Ruídos

O vento sopra fazendo barulho… assobiando. A porta range, abrindo e fechando, cantando e dançando pelo ritmo do vento.
Casais apaixonados beijam-se na praça central, fazendo estalos ao juntar labios sedentos pelo outro. Casais jovens, adultos e casais maduros.
O cachorro late e corre atrás do carro que também corre. Mas parado, cansado, ele continua a latir.
O caminhão buzina quando entra no túnel, e o eco intimida os transeuntes que seguem seu rumo.
O guarda apita para acabar com a bagunça de crianças que assustam as senhoras, usando estalinhos e cornetas. As senhoras se assustam, e gritam “ai”… e dão sermões.
A passeata passa em protesto por alguma coisa, mas não sei do que, pois todos falam junto.
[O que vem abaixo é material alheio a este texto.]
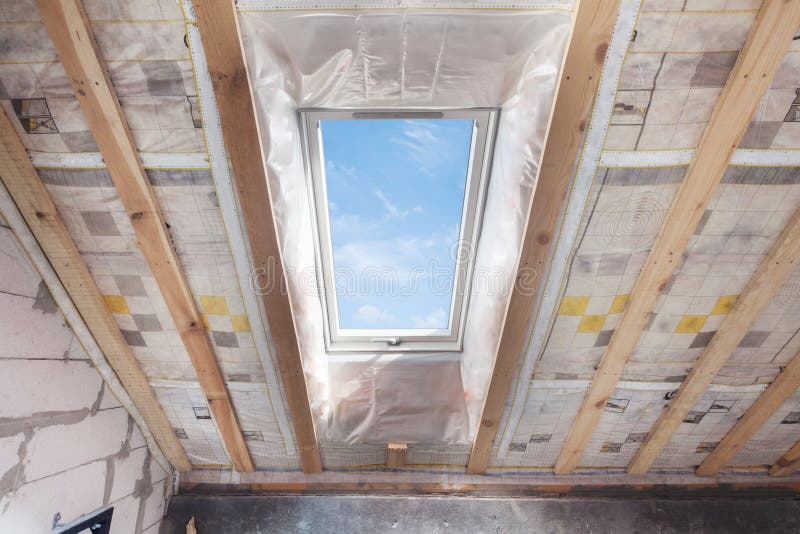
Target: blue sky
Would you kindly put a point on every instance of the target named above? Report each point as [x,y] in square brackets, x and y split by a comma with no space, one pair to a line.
[395,194]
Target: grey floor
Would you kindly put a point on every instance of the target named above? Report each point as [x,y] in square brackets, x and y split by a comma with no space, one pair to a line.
[397,514]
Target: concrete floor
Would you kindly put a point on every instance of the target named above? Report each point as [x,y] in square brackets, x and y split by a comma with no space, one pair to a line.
[397,514]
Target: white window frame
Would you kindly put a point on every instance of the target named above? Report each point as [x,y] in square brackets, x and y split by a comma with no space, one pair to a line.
[478,170]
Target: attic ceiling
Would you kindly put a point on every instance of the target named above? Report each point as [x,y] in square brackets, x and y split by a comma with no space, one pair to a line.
[666,65]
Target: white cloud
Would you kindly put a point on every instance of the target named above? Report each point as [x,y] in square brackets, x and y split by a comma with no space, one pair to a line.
[436,319]
[371,314]
[392,211]
[425,144]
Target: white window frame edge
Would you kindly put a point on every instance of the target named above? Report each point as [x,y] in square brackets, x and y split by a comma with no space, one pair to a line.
[478,171]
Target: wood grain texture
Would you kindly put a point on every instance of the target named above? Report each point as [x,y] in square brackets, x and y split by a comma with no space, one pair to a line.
[751,76]
[219,31]
[788,463]
[775,269]
[34,202]
[72,35]
[594,23]
[751,422]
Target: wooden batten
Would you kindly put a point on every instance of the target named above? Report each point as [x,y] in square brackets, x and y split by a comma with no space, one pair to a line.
[594,23]
[219,31]
[31,197]
[752,74]
[67,23]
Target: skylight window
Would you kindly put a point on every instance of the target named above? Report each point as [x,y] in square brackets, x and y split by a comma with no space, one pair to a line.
[397,197]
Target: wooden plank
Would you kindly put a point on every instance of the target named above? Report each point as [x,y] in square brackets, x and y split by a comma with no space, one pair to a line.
[594,23]
[71,32]
[396,455]
[745,428]
[219,31]
[788,463]
[34,202]
[751,76]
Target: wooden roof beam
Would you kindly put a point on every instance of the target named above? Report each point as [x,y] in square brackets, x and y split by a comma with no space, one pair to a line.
[769,38]
[773,272]
[222,41]
[69,27]
[751,422]
[594,24]
[34,202]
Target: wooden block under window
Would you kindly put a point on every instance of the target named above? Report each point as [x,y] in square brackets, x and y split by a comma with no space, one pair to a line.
[396,455]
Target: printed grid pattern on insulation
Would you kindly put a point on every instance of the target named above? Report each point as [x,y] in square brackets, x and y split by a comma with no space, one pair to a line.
[149,66]
[97,221]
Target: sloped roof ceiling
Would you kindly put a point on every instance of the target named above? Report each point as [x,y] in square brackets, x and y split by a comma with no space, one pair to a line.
[667,79]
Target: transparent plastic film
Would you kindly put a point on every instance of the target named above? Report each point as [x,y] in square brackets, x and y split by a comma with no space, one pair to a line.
[403,58]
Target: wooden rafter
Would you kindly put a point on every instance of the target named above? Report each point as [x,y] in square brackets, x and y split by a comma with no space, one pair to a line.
[71,32]
[752,74]
[222,41]
[745,428]
[594,24]
[34,202]
[773,272]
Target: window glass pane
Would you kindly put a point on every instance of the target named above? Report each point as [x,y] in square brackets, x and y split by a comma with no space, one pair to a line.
[395,196]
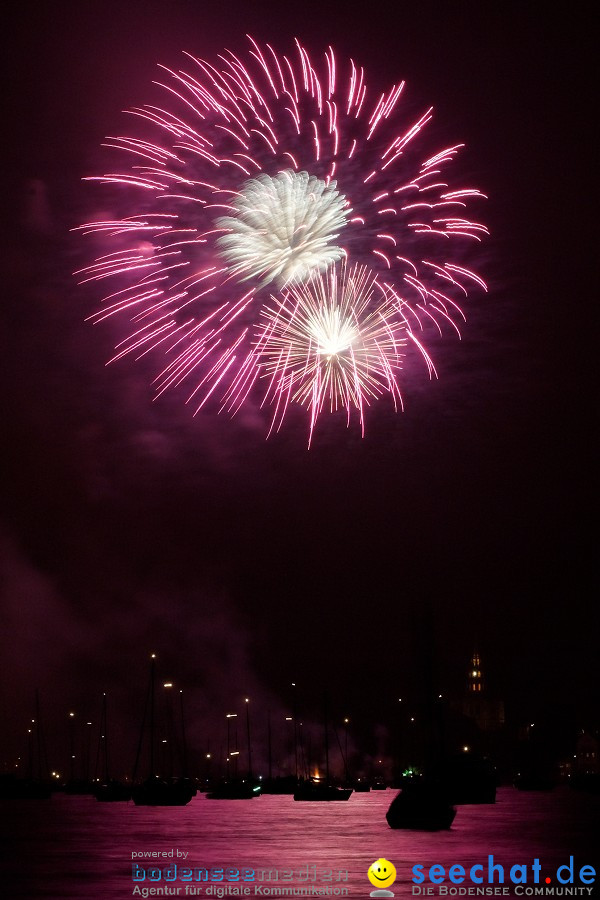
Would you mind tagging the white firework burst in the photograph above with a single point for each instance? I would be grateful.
(336, 341)
(284, 228)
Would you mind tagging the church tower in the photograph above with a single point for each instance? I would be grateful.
(475, 684)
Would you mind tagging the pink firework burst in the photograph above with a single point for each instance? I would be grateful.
(266, 172)
(334, 341)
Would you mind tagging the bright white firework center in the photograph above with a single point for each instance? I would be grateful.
(284, 227)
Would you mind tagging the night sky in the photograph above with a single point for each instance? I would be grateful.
(127, 526)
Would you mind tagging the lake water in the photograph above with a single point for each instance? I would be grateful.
(75, 847)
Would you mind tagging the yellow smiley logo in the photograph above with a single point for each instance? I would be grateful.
(381, 873)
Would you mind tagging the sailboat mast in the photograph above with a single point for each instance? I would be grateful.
(326, 743)
(152, 714)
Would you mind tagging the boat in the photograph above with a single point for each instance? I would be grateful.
(236, 789)
(110, 790)
(156, 790)
(316, 789)
(281, 784)
(421, 806)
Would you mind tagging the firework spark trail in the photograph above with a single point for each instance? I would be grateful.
(266, 170)
(336, 340)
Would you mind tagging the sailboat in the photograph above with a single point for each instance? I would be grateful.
(236, 788)
(110, 790)
(31, 787)
(155, 790)
(315, 788)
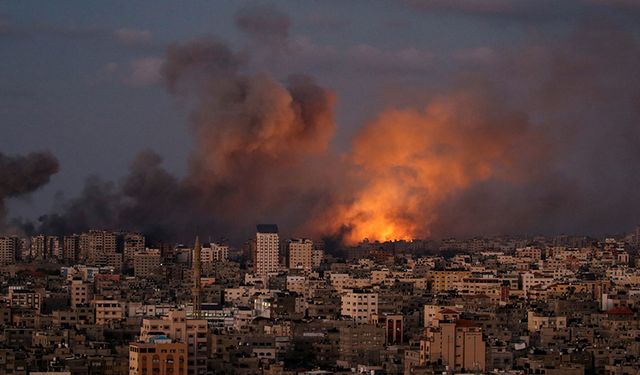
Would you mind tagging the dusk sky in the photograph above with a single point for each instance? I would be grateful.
(541, 103)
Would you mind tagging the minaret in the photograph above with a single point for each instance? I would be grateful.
(196, 291)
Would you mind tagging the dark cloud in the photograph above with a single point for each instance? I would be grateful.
(259, 147)
(20, 175)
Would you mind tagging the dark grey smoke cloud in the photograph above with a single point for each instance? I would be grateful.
(20, 175)
(262, 149)
(258, 146)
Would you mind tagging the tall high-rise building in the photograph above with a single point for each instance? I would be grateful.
(301, 254)
(267, 249)
(44, 247)
(101, 245)
(71, 248)
(193, 332)
(147, 263)
(457, 344)
(8, 249)
(133, 243)
(196, 291)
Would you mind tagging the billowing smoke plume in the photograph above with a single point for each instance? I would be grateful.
(412, 160)
(259, 145)
(547, 142)
(21, 175)
(542, 139)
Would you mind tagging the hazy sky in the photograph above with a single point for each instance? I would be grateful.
(81, 78)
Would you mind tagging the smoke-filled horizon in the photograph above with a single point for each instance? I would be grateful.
(542, 139)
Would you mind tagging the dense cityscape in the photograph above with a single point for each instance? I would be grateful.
(104, 302)
(272, 187)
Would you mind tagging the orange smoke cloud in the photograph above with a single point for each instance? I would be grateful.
(409, 161)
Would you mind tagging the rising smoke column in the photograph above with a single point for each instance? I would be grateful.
(259, 149)
(255, 137)
(20, 175)
(411, 160)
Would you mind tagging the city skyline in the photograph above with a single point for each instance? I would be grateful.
(438, 119)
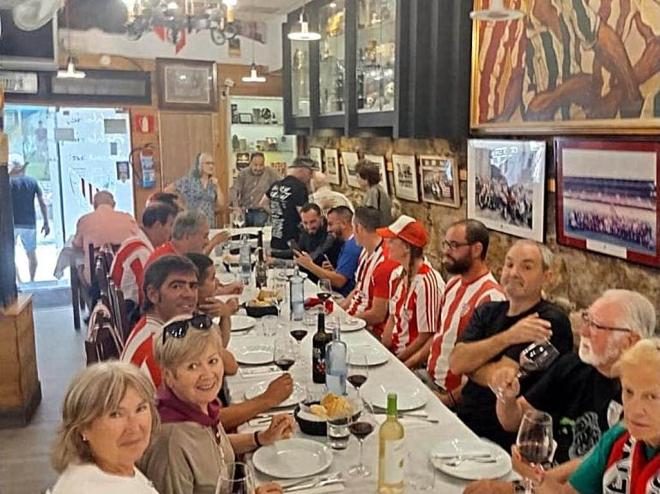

É confuso.
Um passarinho pousado no fio deve estar cantarolando o amor pelas flores, mas não sei, pois não consigo ouvi-lo. Mas se ele estiver calado, que triste seria.
Existe uma feira logo no fim da rua, hoje é dia disso: “moça bonita não paga, mas também não leva”. O mundo está perdido sem os cavalheiros que pagam a conta.
Um bebê chora, e a mãe de primeira viagem em vão tenta acalma-lo. É o dentinho que está nascendo, mas ela acha que é fome, manha ou dor de barriga. E ele chora.
A vizinha apaixonada (só pode), curte músicas na vitrola da vozinha já falecida, e como num ritual, dança em frente ao espelho que fica de costas pra janela.
E no meio disso tudo, não encontro o meu silencio para escrever.

O Palhaço Que Nunca Riu

Palhaço Triste
Havia um homem que nascera em um lar com gerações de palhaços. Ele sempre presenciara em sua casa o conto do palhaço que se maquiava, divertia outros, fazia shows de risos e gargalhadas, mas que, ao se despir daquele personagem vivia uma vida vazia e triste. Deste conto, gero outro com vários pontos a mais. Desde muito pequeno ele era inserido nesta rotina, para que um dia seguisse com maestria o dom da família.
Mesmo convivendo em meio a risos e choros, ele decidiu se dedicar a apenas um deles. Seria o riso, mas o lado triste prevalecera e ja o preenchera sem pedir licença, pois era o que ele tinha disponível naquela casa sem espectadores e platéias.  Ele se maquiava de palhaço, com nariz vermelho e bocão, na esperança de ver em seu rosto aquele sorriso que encantava multidões, mas não adiantava.. ele se esforçava, mas a maquiagem borrava e os pancakes coloridos e traços precisos eram inúteis na tentativa de encontrar razões para sorrir.
Um dia ele foi apresentado aos palcos, aquele famoso picadeiro de um circo de renome ou de bairro talvez, não importa, era a sua estréia, e enfim ele poderia achar a razão do seu sorrir.
Mas não! Ele se desesperou e chorou em frente a multidões. A platéia foi a loucura com aquele espetáculo do palhaço triste envolto por palhaços que zombavam com brincadeiras atrapalhadas.
Fim de apresentação, e com outras na lista. Foi sucesso absoluto. O palhaço que só era palhaço porque queria rir e não conseguia. Não sorriu, mas cumpriu com sua missão de ser o Anti-Palhaço-Herói dos contos que circulam por aí. Cumpriu a missão, mas nunca riu, pois ser palhaço não era ser só um personagem.
Eis um drama de final (nem tão) feliz (assim).